Efficacy risk is the dominant problem. The exact molecule already missed its primary endpoint in two prior Phase 2 trials - XanADu in mild Alzheimer's [3] and XanaCIDD in MDD with cognitive impairment [2]. The XanaMIA bet is that pTau enrichment plus the switch to CDR-SB will rescue a mechanism that hasn't shown a clean cognitive win yet. Regulatory risk on the endpoint itself is now lower than for prior Actinogen trials - CDR-SB is FDA-familiar - but n=247 is small and FDA has historically required a confirmatory study even on positive CDR-SB reads in this size range. Safety risk is moderate but not headline. 11β-HSD1 inhibition can theoretically blunt the cortisol stress response and impair glucose handling; earlier metabolic-program inhibitors were dropped for efficacy reasons rather than safety, but long-term cortisol modulation in elderly patients hasn't been characterized at scale. Execution and capital risk: Actinogen reported AU$23m in cash at December 2024 with annual burn of AU$8.7m, then raised AU$16.8m in February 2026, taking pro forma cash to ~AU$29.5m. Per the company, this extends runway beyond the November 2026 XanaMIA readout, so an emergency raise before unblinding is less likely than the prior version of this assessment implied [7]. A confirmatory Phase 3 would still require fresh capital. Commercial risk: even with a positive Phase 2b/3, the drug would face lecanemab and donanemab as established disease-modifying options with biomarker-confirmed efficacy on CDR-SB. A symptomatic cognitive benefit over 36 weeks would need to be large to carve out share against IV anti-amyloid antibodies.

Biocosm Assessment

Watch but don't anchor on it. This is binary microcap biotech - Actinogen lives or dies on the XanaMIA readout expected November 2026. The setup that would make this a real signal is straightforward: a statistically significant CDR-SB benefit consistent with the secondary cognitive composite, in the pTau-positive population.
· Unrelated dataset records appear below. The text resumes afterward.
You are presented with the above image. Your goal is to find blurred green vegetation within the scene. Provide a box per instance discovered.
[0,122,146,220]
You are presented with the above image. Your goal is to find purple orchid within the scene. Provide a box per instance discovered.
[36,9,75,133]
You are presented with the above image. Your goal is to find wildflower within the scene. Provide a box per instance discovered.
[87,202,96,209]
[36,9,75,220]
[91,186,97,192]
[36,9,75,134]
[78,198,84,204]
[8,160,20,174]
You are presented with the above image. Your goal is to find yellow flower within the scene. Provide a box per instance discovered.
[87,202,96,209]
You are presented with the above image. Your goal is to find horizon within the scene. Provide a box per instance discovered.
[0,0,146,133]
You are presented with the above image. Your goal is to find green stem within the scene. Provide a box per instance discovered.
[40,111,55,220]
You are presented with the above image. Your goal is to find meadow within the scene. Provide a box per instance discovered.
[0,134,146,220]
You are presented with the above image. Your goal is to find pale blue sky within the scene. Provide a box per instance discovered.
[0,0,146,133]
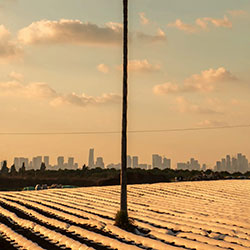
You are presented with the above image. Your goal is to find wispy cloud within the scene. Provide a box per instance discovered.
[138,12,149,25]
[9,71,23,81]
[168,15,233,33]
[0,25,22,59]
[18,19,122,46]
[168,19,197,33]
[97,63,109,74]
[153,67,238,95]
[0,77,121,107]
[128,59,161,73]
[136,28,167,43]
[175,96,223,115]
[50,93,121,107]
[227,10,247,17]
[197,120,228,127]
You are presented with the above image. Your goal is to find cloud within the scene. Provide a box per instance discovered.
[0,81,57,99]
[0,25,22,59]
[203,16,233,28]
[227,10,247,17]
[9,71,23,81]
[136,28,167,43]
[197,120,228,127]
[153,82,181,95]
[50,93,121,107]
[138,12,149,25]
[186,67,238,83]
[168,19,197,33]
[153,67,238,95]
[0,81,121,107]
[175,96,223,115]
[128,59,161,73]
[97,63,109,74]
[168,15,233,33]
[18,19,122,45]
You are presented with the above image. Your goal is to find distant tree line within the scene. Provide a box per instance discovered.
[0,161,250,190]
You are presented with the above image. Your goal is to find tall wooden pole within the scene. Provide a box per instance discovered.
[120,0,128,213]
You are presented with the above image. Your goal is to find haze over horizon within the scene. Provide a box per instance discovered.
[0,0,250,165]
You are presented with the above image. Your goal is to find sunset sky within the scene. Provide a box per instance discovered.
[0,0,250,167]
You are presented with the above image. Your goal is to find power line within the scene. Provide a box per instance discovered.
[0,124,250,136]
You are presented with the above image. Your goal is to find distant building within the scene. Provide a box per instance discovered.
[43,156,49,168]
[162,157,171,169]
[152,154,162,169]
[132,156,139,168]
[215,153,249,173]
[57,156,64,169]
[88,148,95,168]
[67,157,74,169]
[127,155,132,168]
[32,156,42,169]
[95,157,104,168]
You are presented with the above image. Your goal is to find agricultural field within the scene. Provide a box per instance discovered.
[0,180,250,250]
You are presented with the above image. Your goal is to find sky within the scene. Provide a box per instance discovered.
[0,0,250,167]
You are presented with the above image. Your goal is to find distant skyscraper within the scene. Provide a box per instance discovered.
[57,156,64,169]
[152,154,162,169]
[96,157,104,168]
[88,148,95,168]
[67,157,74,169]
[132,156,139,168]
[14,157,20,170]
[127,155,132,168]
[226,155,232,172]
[162,157,171,168]
[32,156,42,169]
[43,156,49,168]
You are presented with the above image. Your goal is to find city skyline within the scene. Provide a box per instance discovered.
[1,148,250,173]
[0,0,250,165]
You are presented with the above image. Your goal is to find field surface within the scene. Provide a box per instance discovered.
[0,180,250,250]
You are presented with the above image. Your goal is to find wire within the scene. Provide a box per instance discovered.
[0,124,250,136]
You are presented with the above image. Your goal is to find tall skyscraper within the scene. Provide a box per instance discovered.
[57,156,64,169]
[96,157,104,168]
[132,156,139,168]
[67,157,74,169]
[127,155,132,168]
[43,156,49,168]
[152,154,162,169]
[162,157,171,168]
[88,148,95,168]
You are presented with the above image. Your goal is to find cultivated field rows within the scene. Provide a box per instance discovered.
[0,180,250,250]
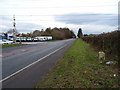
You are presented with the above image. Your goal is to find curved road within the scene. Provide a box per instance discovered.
[2,39,75,88]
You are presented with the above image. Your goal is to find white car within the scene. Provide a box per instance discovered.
[1,39,13,44]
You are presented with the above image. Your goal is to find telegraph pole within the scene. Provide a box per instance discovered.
[13,15,16,43]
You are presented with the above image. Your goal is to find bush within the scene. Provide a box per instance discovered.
[82,30,120,60]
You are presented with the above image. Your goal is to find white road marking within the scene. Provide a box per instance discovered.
[0,45,66,83]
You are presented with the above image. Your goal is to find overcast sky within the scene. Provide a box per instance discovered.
[0,0,119,34]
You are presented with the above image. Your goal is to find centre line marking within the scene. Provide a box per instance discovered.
[0,45,67,83]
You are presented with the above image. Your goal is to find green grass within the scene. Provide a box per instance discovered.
[0,43,23,48]
[35,39,118,88]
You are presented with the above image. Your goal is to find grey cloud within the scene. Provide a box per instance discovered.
[55,14,118,26]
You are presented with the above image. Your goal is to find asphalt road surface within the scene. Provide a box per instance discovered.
[2,39,75,88]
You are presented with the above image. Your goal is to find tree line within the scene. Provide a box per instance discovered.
[17,27,76,40]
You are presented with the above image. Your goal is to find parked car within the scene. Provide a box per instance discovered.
[0,39,13,45]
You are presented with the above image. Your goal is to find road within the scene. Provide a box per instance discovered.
[2,39,75,88]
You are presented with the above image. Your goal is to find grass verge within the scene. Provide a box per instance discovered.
[35,39,118,88]
[0,43,23,48]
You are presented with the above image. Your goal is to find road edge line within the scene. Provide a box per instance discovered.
[0,44,67,83]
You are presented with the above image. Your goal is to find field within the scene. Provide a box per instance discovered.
[35,39,118,88]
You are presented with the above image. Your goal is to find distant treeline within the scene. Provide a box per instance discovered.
[82,30,120,59]
[17,27,76,40]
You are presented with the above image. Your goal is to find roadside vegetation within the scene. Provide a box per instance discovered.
[35,39,118,88]
[82,30,120,61]
[0,43,23,48]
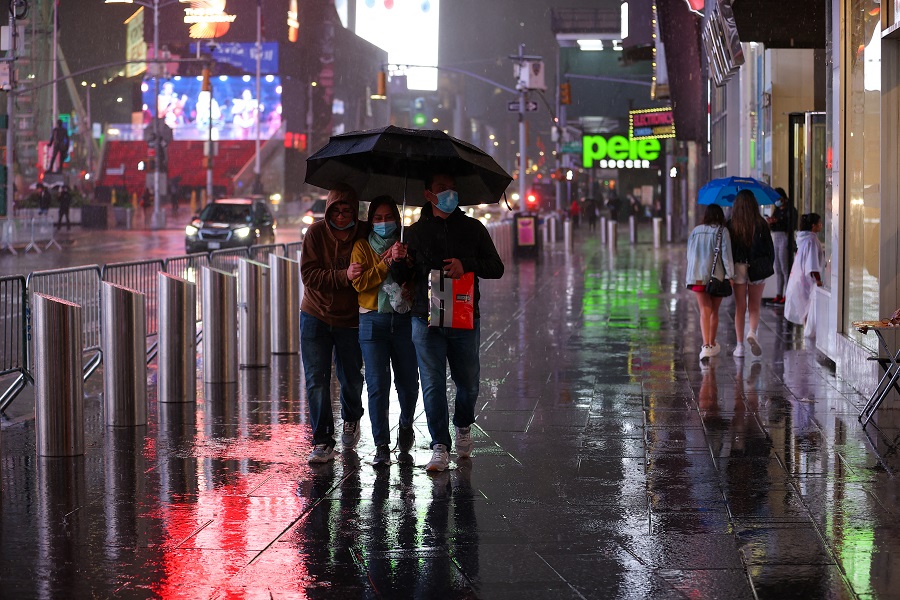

Anything less - a numeric trend, a subgroup-only result, a functional-but-not-cognitive miss - is not enough given the two prior failures of the same molecule. The capital picture is better than typical for a microcap heading into a binary readout: the Feb 2026 raise took pro forma cash to ~AU$29.5m, which the company has said funds operations through the readout [7]. That removes the dilution-before-readout overhang but does not change the binary nature of the outcome. If XanaMIA misses, the entire 11β-HSD1 cortisol-lowering hypothesis for Alzheimer's is effectively dead for the rest of the decade - no one else has a late-stage program in this mechanism for cognition. Check back when Actinogen pre-announces a readout window, and again on topline. Skip the company updates in between.